Jusqu'en 1971, la jurisprudence du Conseil d'État retenait une approche très formelle de l'utilité publique : dès lors qu'un projet concourrait à l'intérêt général, quelles que soient les conditions dans lesquelles ce projet devait être réalisé, il pouvait être déclaré d'utilité publique et donc justifier une expropriation.

C'est ainsi que le Conseil d'État estimait que ne pouvaient pas être annulées des déclarations d'utilité publique portant sur la construction d'un hôpital, d'une autoroute, d'une école, d'une mairie… Idée : tous ces ouvrages concourent à la satisfaction de l'intérêt général, donc il était possible de déclarer d'utilité publique leur réalisation sans pousser plus loin l'analyse.

Conseil d’État, 1971, Ville nouvelle Est : Cet arrêt audacieux marque un point de rupture : dorénavant, le Conseil d’État estime que, pour pouvoir être déclaré d'utilité publique, il ne suffit pas que le projet de l'expropriant concoure à la satisfaction de l'intérêt général. Désormais, il faut également que les divers coûts de son projet (coût économique, respect du droit de propriété, …) ne l'emportent pas sur l'intérêt du projet. C'est ce que l'on appelle la théorie du bilan.

Si le projet nécessite une expropriation, alors une autre condition s'impose : l'administration ne peut pas pouvoir réaliser le projet de façon équivalente sur son propre foncier.

Conseil d’État, 2012, Commune de Levallois-Perret : Le Conseil d’État systématise sa jurisprudence, en déclarant qu’une déclaration d'utilité publique autorisant une expropriation n'est légale que si l'opération pour laquelle l'opération est nécessaire :

  1. répond à une finalité d'intérêt général ;
  2. que l'expropriant ne peut pas réaliser son opération sans recourir à son propre foncier ;
  3. et que le bilan coût/avantage est positif.

§ 1. Une expropriation visant un but d'intérêt général

Un projet qui n'a pas pour but la satisfaction de l'intérêt général ne peut pas être déclaré d'utilité publique.

Un projet concourt à la satisfaction de l’intérêt général quand il permet la réalisation d'un service public ; mais l'expropriation peut avoir un objet plus large que la satisfaction des services publics : une activité d'intérêt général peut justifier une expropriation. Par exemple, il est admis de très longue date que la construction ou l'extension d'une colonie de vacances puisse être déclarée d'utilité publique (Conseil d’État, 1923, Giros).

À contrario, si le projet de l'expropriant ne satisfait que des intérêts privés, il ne peut pas être déclaré d'utilité publique. Heureusement, il n'y a pas beaucoup de jurisprudence en la matière.
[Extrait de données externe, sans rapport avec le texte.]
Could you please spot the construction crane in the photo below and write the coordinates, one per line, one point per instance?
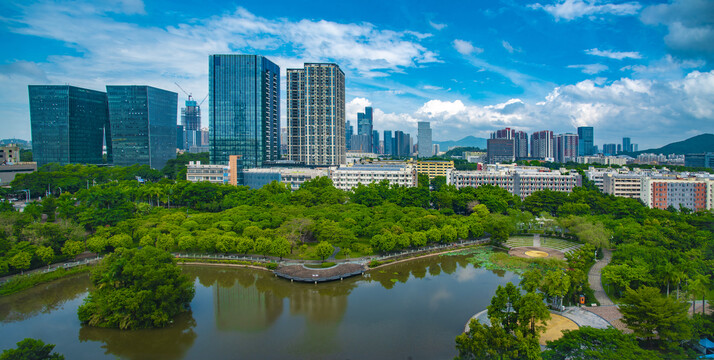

Exemple : Conseil d’État, 1999, Demoiselle Nasica (sur une route pour désenclaver un particulier dans le village corse de Castirla).

⚠️ Ce n'est pas parce que un projet sert des intérêts privés qu'il ne peut pas être déclaré d'utilité publique.
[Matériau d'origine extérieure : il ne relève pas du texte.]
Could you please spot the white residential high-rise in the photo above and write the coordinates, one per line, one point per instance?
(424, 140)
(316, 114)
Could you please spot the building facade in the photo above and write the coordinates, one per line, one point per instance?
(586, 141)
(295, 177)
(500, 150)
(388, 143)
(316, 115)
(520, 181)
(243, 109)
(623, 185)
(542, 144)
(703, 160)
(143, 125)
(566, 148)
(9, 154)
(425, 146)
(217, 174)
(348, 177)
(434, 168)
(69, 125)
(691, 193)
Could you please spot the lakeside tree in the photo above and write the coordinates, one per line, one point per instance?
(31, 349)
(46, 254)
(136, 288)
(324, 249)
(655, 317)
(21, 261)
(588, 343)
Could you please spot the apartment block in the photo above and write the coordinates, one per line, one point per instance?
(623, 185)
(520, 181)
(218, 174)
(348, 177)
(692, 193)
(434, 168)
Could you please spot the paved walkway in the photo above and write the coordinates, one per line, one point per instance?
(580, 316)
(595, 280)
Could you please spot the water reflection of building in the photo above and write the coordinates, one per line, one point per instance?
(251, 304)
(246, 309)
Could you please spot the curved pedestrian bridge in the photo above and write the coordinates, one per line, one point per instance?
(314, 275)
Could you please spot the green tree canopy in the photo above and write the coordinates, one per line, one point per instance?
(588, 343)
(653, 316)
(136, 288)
Conseil d’État, 1971, Ville de Sochaux : Le Conseil d’État insiste sur le fait qu'il n'y a pas d'antinomie entre la satisfaction de l'intérêt public et des intérêts privés. En l’espèce, le préfet avait déclaré d'utilité publique la construction d'une route qui allait desservir les usines Peugeot implantées sur le territoire de la commune de Sochaux. La ville ne voulait pas de cette route. Pour rejeter le recours, le Conseil d’État reconnaît que cette route allait être particulièrement utile à l'exploitation de l'usine Peugeot, c’est-à-dire d'une société privée ; mais il relève aussi :

L’exigence de l'utilité de l'opération

Un projet doit être utile, parce qu'il doit servir l'intérêt général. Un projet qui n'est pas utile ne peut pas être déclaré d'utilité publique.

Conseil d’État, 1997, Association contre le projet de l'autoroute transchablaisienne : Le préfet avait déclaré d'utilité publique ce projet d'autoroute reliant Annemasse à Thonon-les-Bains et une association s'y était opposée en exerçant un REP contre cette déclaration. Le Conseil d’État, alors même qu'il était question de la construction d'une autoroute, déclare que cette autoroute devait rejoindre la frontière franco-suisse alors même qu’il n'était plus certain que les suisses allaient construire sur leur territoire une autoroute pour la prolonger. Il en tire la conséquence que le projet ne sert à rien.

Là encore, il n'y a heureusement pas beaucoup d'exemples de cette jurisprudence.